Kami bermalam di kediaman pak Jamzuri, untuk kemudian melanjutkan perjalanan ke lokasi hijrah, yang berjarak sekitar 50 kilometer dari kediaman pak Jamzuri.

Tanggal 7 Januari 1989, menjelang shalat dzuhur, kami pun tiba di lokasi hijrah, di Dukuh Cihideung, Dusun Talangsari. Kami diantar Sutan Malano sejak dari kediaman pak Jamzuri. Sutan Malano pulalah yang membawa saya ke hadapan Pak Warsidi dan memperkenalkan saya dengan para jama’ah yang sudah lebih dulu berada di sana.

Untuk sementara, kami menempati kamar yang sudah disiapkan Pak Warsidi. Kamar tersebut berada dalam satu bangunan dengan tempat tinggal Warsidi. Setelah bangunan baru siap huni, saya dan keluarga pun menempati bangunan baru.

Di lokasi hijrah, saya dan para jama’ah lainnya bahu-membahu membangun rumah (pondok) yang disiapkan untuk menyambut kedatangan para muhajirin dari Jakarta dan Jawa Tengah. Selain itu, kami becocok-tanam, dan menyelengarakan pengajian rutin di malam hari.

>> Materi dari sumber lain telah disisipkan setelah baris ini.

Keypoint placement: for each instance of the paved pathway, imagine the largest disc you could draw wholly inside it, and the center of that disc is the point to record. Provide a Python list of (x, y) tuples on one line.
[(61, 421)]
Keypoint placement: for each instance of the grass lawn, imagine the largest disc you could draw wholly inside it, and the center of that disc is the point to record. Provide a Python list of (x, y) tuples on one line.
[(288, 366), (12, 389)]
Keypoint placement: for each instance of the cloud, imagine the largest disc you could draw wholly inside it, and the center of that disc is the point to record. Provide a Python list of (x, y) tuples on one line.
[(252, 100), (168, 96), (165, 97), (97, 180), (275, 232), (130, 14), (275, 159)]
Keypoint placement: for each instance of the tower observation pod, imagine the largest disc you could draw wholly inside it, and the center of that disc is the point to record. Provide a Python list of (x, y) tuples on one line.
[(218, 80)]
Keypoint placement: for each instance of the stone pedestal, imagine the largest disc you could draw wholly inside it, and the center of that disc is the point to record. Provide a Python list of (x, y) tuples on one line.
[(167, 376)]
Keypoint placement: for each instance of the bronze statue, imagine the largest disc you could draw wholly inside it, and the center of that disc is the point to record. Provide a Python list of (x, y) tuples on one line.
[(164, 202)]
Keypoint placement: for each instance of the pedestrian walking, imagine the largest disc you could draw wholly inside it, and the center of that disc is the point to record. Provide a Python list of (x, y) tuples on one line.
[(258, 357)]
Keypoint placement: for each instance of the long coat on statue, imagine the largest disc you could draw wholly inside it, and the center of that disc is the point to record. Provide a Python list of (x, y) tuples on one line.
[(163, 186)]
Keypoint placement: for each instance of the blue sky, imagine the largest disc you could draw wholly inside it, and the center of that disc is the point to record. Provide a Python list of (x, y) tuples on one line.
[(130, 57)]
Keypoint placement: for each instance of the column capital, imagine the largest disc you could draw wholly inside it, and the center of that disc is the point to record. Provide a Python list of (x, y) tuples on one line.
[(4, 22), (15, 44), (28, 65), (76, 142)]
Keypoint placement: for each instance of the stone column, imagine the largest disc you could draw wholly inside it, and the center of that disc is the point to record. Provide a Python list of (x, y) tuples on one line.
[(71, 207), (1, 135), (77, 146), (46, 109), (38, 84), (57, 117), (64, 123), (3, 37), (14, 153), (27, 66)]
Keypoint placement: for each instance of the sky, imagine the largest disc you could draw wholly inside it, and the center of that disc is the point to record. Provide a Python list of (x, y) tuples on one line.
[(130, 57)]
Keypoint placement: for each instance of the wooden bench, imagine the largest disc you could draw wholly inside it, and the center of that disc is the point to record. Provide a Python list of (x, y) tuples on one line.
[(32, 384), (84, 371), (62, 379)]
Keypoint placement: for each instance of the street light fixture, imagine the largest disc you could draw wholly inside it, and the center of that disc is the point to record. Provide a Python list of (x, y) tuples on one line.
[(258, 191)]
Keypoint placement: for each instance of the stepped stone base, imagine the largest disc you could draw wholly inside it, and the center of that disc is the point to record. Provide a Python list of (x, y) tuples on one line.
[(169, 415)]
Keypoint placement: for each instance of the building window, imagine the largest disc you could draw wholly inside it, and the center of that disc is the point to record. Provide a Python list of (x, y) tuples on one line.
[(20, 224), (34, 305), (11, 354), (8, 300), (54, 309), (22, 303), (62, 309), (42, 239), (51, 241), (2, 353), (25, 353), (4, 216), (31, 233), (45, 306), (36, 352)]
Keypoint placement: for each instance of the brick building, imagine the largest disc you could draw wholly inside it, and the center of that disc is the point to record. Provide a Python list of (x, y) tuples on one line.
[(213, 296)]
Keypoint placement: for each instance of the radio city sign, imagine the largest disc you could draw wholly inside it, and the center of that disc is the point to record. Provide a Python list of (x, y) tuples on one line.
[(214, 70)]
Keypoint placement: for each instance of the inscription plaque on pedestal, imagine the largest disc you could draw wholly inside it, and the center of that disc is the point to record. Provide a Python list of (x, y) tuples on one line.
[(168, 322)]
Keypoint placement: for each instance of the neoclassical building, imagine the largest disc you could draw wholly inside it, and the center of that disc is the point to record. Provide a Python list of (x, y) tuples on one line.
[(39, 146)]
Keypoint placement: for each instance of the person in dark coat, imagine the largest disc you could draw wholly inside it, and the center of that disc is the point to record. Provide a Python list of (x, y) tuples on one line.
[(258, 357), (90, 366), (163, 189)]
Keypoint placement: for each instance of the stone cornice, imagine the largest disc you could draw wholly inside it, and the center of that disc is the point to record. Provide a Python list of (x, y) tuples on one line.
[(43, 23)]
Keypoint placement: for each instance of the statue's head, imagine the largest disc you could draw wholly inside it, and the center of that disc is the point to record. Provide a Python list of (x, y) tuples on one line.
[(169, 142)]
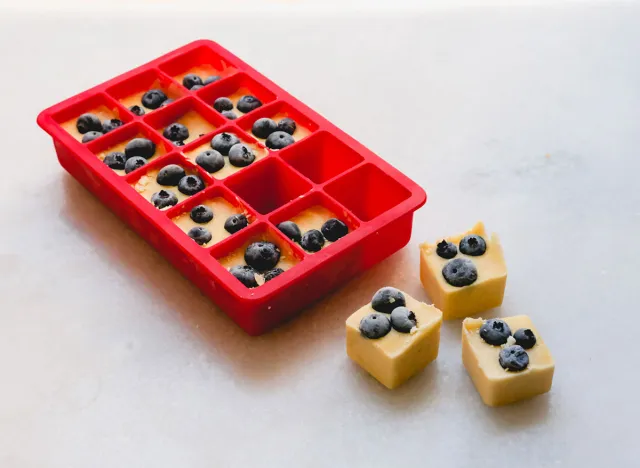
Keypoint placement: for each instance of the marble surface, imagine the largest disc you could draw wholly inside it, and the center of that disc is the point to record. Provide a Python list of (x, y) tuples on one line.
[(526, 118)]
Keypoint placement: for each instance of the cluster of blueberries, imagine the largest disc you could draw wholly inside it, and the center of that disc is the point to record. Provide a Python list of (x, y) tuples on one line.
[(90, 126), (277, 135), (260, 257), (173, 175), (513, 358), (202, 214), (461, 272), (313, 240), (391, 312), (135, 155), (245, 104), (225, 144)]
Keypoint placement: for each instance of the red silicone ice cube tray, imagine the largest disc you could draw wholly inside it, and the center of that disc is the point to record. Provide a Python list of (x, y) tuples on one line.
[(324, 168)]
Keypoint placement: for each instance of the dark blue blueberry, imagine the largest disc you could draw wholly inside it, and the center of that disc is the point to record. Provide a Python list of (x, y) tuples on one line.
[(248, 103), (222, 104), (191, 80), (211, 79), (312, 241), (375, 325), (200, 235), (88, 123), (229, 115), (201, 214), (210, 160), (176, 132), (473, 245), (240, 155), (163, 199), (140, 147), (525, 338), (170, 175), (333, 229), (190, 185), (223, 142), (403, 320), (111, 124), (263, 127), (235, 222), (153, 98), (245, 274), (262, 256), (495, 331), (287, 125), (115, 160), (279, 140), (513, 358), (269, 275), (134, 163), (386, 299), (460, 272), (291, 230), (137, 110), (446, 249)]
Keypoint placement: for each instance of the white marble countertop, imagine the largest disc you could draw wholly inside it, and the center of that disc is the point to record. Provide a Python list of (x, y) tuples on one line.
[(526, 117)]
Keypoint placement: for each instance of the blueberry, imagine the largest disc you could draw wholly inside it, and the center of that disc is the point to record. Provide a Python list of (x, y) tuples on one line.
[(88, 123), (176, 132), (223, 142), (229, 115), (201, 214), (386, 299), (312, 241), (223, 104), (134, 163), (137, 110), (333, 229), (291, 230), (115, 160), (403, 320), (263, 127), (473, 245), (163, 199), (190, 185), (235, 222), (446, 249), (111, 124), (279, 140), (513, 358), (153, 98), (495, 331), (191, 80), (375, 325), (90, 136), (210, 160), (262, 255), (140, 147), (240, 155), (525, 338), (200, 235), (460, 272), (269, 275), (246, 275), (287, 125), (211, 79), (170, 175)]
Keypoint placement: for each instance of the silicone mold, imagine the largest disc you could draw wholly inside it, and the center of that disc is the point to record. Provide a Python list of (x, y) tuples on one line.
[(324, 167)]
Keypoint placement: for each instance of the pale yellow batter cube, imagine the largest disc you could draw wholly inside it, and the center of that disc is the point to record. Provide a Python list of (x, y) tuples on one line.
[(485, 293), (396, 357), (496, 385)]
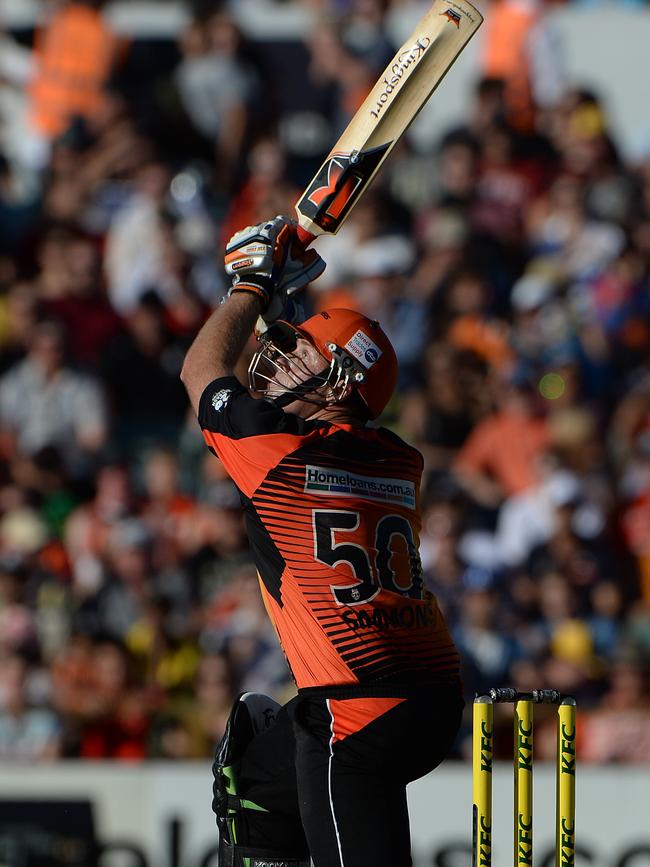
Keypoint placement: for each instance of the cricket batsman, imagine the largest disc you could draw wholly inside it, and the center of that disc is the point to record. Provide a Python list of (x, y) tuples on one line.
[(332, 513)]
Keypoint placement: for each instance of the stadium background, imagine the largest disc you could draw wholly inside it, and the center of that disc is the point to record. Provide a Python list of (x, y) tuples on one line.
[(506, 249)]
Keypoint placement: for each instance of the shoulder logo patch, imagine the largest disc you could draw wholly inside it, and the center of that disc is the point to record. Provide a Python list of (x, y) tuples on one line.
[(220, 398)]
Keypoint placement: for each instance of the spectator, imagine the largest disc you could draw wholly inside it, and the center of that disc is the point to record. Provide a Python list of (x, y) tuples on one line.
[(44, 402), (69, 82), (26, 733)]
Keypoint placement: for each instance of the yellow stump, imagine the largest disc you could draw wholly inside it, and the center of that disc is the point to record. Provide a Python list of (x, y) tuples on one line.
[(565, 778), (482, 732), (523, 784)]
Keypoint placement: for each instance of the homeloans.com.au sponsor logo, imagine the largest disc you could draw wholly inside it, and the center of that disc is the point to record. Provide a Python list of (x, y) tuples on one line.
[(325, 480)]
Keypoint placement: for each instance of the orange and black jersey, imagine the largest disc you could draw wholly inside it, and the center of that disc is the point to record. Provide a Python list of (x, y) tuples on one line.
[(332, 514)]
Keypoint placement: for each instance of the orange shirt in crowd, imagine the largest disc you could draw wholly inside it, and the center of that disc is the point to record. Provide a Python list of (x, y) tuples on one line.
[(75, 54), (505, 53), (506, 447)]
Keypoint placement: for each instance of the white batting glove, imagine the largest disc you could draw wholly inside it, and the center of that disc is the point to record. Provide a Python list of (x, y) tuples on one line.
[(269, 260)]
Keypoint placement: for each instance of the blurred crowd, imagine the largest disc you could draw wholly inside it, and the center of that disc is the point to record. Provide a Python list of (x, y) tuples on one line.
[(509, 261)]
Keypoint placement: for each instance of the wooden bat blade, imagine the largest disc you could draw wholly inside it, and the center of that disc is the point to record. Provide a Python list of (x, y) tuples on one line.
[(391, 106)]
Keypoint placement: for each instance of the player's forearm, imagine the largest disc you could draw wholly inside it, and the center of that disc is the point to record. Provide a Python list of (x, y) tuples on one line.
[(219, 344)]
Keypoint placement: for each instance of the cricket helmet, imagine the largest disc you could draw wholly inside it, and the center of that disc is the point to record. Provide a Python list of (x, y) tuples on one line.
[(360, 356)]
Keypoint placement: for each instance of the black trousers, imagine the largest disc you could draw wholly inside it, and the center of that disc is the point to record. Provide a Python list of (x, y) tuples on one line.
[(341, 767)]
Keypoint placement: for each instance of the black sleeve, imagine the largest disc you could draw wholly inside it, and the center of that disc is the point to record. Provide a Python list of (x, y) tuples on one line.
[(227, 408)]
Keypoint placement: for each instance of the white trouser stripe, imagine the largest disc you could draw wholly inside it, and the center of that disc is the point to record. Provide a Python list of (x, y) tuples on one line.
[(329, 783)]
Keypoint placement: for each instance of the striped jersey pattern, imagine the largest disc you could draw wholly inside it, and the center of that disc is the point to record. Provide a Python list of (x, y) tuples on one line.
[(333, 519)]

Lokasi hijrah di Cihideung ini baru ditempati Warsidi dan keluarganya pada tahun 1987. Tanah seluas satu setengah hektar ini merupakan tanah hibah dari Jayus alias Dayat bin Karmo, yang bersama keluarganya juga tinggal di Cihideung, dalam pondok yang berbeda.